The most commendable aspect of the album is that Singh has filled it with female singers, which is unusual even for women-centred Bollywood films. Neeti Mohan is lovely, and I love the buttery-voiced Himani Kapoor who sings 'Thode Kam Ajnabi.'  

Pagglait then is not without hitches, but it is all heart with substance to match. The spotlight remains on Sandhya throughout, but the sidelights too are rich in detail, from observations about forbidden love and sexually curious teens in a traditional family, to that gorgeous Lucknowi home, and an unlikely bond forming between women who would have been pitted against each other by a writer prone to stereotyping. 

In an India currently ridden with Islamophobia in the public discourse, in a film set in a pointedly religious, upper-caste Hindu milieu, it is almost an emotional experience to hear the call of a muezzin laid over the opening aerial shot of the city from where Rafey Mahmood’s camera travels all the way to Shanti Kunj in which Sandhya lives, as if to subtly remind a deeply divided India that the azaan is as much a part of Uttar Pradesh’s architecture and soundscape as its familiar skylines. 

The title appearing in Hindi, English and Urdu was once the norm in Bollywood, and like a handful of others in recent years, Pagglait too revives the old practice. The film takes its commentary about sectarianism further, via the insulting discrimination faced by a significant Muslim character. (Spoiler ahead in this paragraph) While I love the fact that she exists in the script and that more than one Hindu character is appalled at the treatment meted out to her, I do wish the sole act of rebellion against it had come from her and not from the heroine. There is a touch of a minority-saviour complex in their equation, well-meant though it is, which is ironic in its lack of self-awareness considering that Sandhya takes a swipe at the Giris for their narrow thinking though they boasted about being “open-minded” earlier in Pagglait. (Spoiler alert ends)

In a film that raises tough questions, it is disappointing that the irrational beliefs surrounding death are not questioned at all, nor are patriarchal funeral practices such as a man, not a woman, lighting the pyre, and a man, not a woman, immersing the dead person’s ashes in the holy river.

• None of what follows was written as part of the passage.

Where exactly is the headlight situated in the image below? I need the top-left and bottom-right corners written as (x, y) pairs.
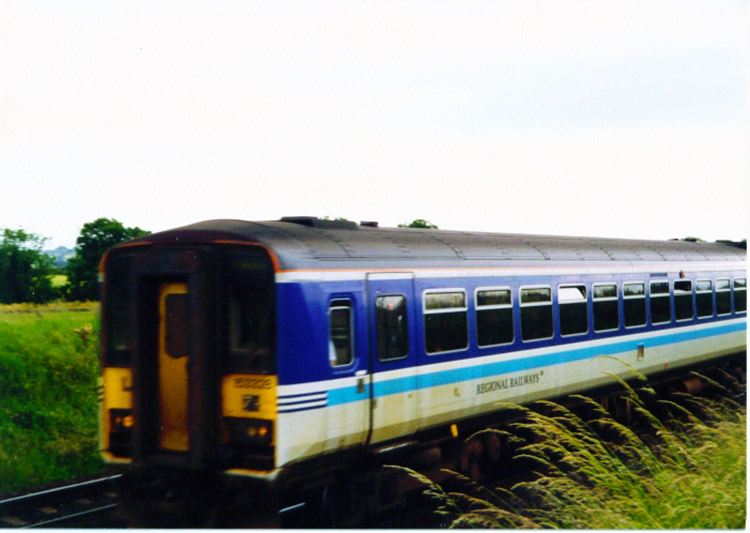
top-left (108, 408), bottom-right (133, 457)
top-left (225, 417), bottom-right (273, 446)
top-left (110, 409), bottom-right (134, 431)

Hindi films, even progressive ones, have down the decades depicted widows as tragic figures. There is nothing miserable or schmaltzy about the portrayal of Sandhya. Not that she is a Joan of Arc or Rani Laxmibai either. She’s a regular woman leading a regular life of conformism who has an awakening in the midst of a tragedy. Pagglait’s big win is that it spots the potential for extraordinariness within apparent ordinariness. 

Malhotra is a fitting choice for Sandhya’s role. She is a solid actor who does “regular” well, yet has the ability to emit sparks when required, as we have seen in her short career, most especially in Dangal (2016) and Pataakha (2018).

Sanya Malhotra in Pagglait. YouTube

Barring the protagonist’s Muslim friend, the ensemble of characters surrounding her are all given well-rounded storylines. They are further made memorable by some of the best character actors – established and emerging – in the industry. It is a joy to see Raghubir Yadav in two substantial roles within a fortnight, last week in Sandeep Aur Pinky Faraar and here in Pagglait as a bossy Tayaji. Sheeba Chadha and Ashutosh Rana are immaculate as Sandhya’s heart-broken, morally conflicted in-laws.

Pagglait could perhaps have done without spelling out its messaging in the end, but that messaging is so important and the journey until then so engaging, that all is forgiven. Funeral films have over the years ranged from the outrageously hilarious (like the British comedy Death At A Funeral), to brilliant social satire (example, Ee.Ma.Yau. from Mollywood) to the sombre and observant (such as the recent Bollywood film Ramprasad Ki Tehrvi). Pagglait is a cousin of the latter, though more distinctive. Sad, sweet and funny by turns, it is a special film about a woman redefining happily-ever-after and about a death breathing life into the one left behind. 

Pagglait is streaming on Netflix India.